Officials also want to study a different asteroid with the help of astronauts. And it looks like the next president, plus Congress, will have to decide whether this human mission to a flying rock should ever get off the ground.
The idea of visiting an asteroid goes back to 2010, when President Obama went to Kennedy Space Center in Florida to lay out his new plan for space exploration. He said he wanted astronauts to eventually land on Mars, and that the first steps would be to send astronauts out beyond the moon.
“We’ll start by sending astronauts to an asteroid, for the first time in history,” he told the NASA workers. “By the mid-2030s, I believe we can send humans to orbit Mars and return them safely to Earth. And a landing on Mars will follow.”
The trouble is, flying people to an asteroid turned out to be really hard. The trip would take months.
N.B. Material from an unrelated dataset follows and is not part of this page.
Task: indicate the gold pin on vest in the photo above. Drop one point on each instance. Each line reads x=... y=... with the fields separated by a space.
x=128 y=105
So NASA settled on a slightly different plan, called the Asteroid Redirect Mission. The agency would send a robot out to retrieve an asteroid and bring it close to the moon. That way, the astronauts could study it in lunar orbit.
“It wasn’t sending people to an asteroid; it was bringing an asteroid to people. But you were still demonstrating some of the technologies that NASA wanted to demonstrate as part of its long-term goal of sending humans to Mars,” explains Marcia Smith, a space policy analyst and consultant.
But it was difficult to find a small asteroid to target, and that mission seemed too daunting. “They ultimately made the decision to not move an entire asteroid, but just pluck a boulder from the asteroid’s surface, and bring the boulder to the astronauts,” Smith says. “That is the current plan.”